French Universities are under attack. While we are already underfunded and submerged in work, the French governement is implementing a new ‘reform’ worsening the current situation. It aims to increase the competition for grants between research teams, discipline the public research community to get it to work on specific topics, and get rid of the legal framework garanteeing job stability and stipulating the teaching hours. Although the mainstream media hardly cover them, strikes have begun in many French universities.
We know that you have experienced the same pressures and are fighting against the same evils. Our fights would be harder to ignore if they were adressed as an international issue. In France, the 5th of march will be a national “dead university” day. What about an international “dead university” day soon…?
- List of international resistances (to be completed): here.
- Websites on strikes and universities in french: here and here.
- List of universities and centers on strike in France: here.
- Papers on the current French academic strikes: here.
Overview on the French case
French universities are currently undergoing the largest strike movement they have know in more than 10 years. Since December 5th, an ever growing number of departments, research centres, journals, learned societies and disciplinary associations have stopped their usual research and teaching activities and joined the struggle.
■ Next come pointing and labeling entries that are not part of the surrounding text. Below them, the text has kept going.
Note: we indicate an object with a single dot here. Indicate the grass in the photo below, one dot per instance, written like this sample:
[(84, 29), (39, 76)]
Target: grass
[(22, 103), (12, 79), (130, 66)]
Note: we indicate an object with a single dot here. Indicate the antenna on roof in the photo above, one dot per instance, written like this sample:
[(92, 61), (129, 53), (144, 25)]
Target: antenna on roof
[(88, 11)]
The reason for the strike is threefold:
- First, we cannot stand any longer the growing precariousness of large numbers of students, academics and staff. In November 2019, a student set himself on fire to protest against student poverty. 130 000 adjunct teachers are paid by the hour, under the minimum wage, while less and less permanent positions are opened, and with salaries constantly descreasing in real terms.
- Second, a vast reform of the pension system currently under consideration by Parliament will affect all workers in France, but more specifically civil servants. Academics, as all teachers in the public education system, are bound to lose between a quarter and a third of their pension, with no compensation.
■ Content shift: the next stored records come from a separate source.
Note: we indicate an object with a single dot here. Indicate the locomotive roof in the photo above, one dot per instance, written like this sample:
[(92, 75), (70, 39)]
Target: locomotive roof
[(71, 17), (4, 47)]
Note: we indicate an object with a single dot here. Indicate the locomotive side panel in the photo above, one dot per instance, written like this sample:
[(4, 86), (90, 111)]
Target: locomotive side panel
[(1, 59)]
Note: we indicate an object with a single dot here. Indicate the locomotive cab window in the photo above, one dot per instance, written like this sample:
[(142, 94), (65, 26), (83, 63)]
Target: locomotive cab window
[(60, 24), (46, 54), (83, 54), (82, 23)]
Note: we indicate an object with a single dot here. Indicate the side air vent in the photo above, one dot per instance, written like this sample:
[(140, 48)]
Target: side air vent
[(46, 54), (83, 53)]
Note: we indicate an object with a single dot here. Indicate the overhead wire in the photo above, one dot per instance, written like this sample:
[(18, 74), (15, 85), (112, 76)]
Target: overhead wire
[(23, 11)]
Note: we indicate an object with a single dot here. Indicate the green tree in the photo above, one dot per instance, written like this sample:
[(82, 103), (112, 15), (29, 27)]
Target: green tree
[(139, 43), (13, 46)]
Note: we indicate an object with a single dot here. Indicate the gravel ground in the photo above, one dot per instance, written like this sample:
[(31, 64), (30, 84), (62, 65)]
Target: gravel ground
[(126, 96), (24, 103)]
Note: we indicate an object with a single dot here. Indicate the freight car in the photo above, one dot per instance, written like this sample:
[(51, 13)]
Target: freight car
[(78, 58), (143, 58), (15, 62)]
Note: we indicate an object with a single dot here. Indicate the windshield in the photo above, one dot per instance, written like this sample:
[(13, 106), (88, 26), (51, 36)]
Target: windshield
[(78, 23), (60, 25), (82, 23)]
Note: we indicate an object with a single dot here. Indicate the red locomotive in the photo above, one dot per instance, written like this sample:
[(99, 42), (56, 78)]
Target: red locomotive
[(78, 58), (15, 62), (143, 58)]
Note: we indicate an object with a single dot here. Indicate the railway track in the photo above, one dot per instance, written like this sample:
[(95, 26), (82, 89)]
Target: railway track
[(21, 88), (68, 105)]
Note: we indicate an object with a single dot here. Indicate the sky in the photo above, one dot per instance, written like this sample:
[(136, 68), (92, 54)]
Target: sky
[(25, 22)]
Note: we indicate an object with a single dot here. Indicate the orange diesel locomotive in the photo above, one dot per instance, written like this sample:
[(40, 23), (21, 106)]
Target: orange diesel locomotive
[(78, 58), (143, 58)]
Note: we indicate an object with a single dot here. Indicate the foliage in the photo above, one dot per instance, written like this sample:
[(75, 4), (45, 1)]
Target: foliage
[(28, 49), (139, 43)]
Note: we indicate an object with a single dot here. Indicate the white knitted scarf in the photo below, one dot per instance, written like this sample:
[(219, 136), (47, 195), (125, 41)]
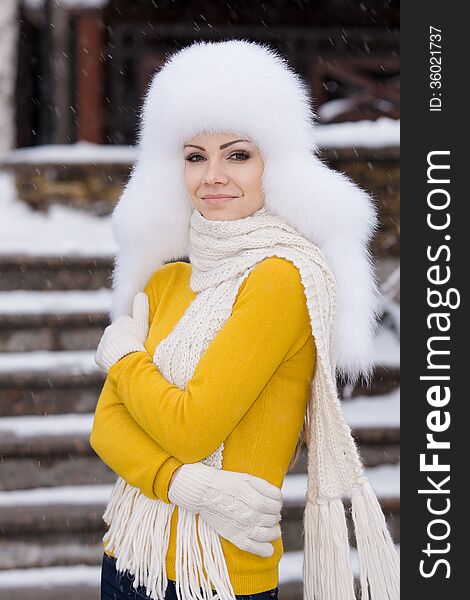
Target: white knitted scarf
[(222, 255)]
- Third, the French government is planning a new neoliberal ‘reform’ of universities worsening the current working conditions and creating a bleak future for current junior scholars. The law (Loi de Programmation Pluriannuelle de la recherche, or LPPR), deemed “inegalitarian and Darwininst” by the head of the CNRS, one of its promoters, aims to increase the competition for grants between research teams and to get rid of the legal framework guaranteeing job stability and stipulating the teaching hours. Reform after reform, successive governements dismantle the French public service of research and education to better follow the neoliberal agenda outlined by the Bologna process launched in 1999
Our next step is to expand and intensify the strike, starting on the 5th of March, which will be a national “Higher education and research stop” day. Then on the 6th and 7th we will hold a national general assembly with delegates (students, administrative staff, scholars, tenured or not) from dozens of universities. We would be happy and grateful to welcome British colleagues on these occasions. Coordination and solidarity between scholars on strike in Great Britain and in France will make us stronger. And since an increasing number of countries in Europe and all other the world face the same reforms, maybe other colleagues and students can join us in the protest.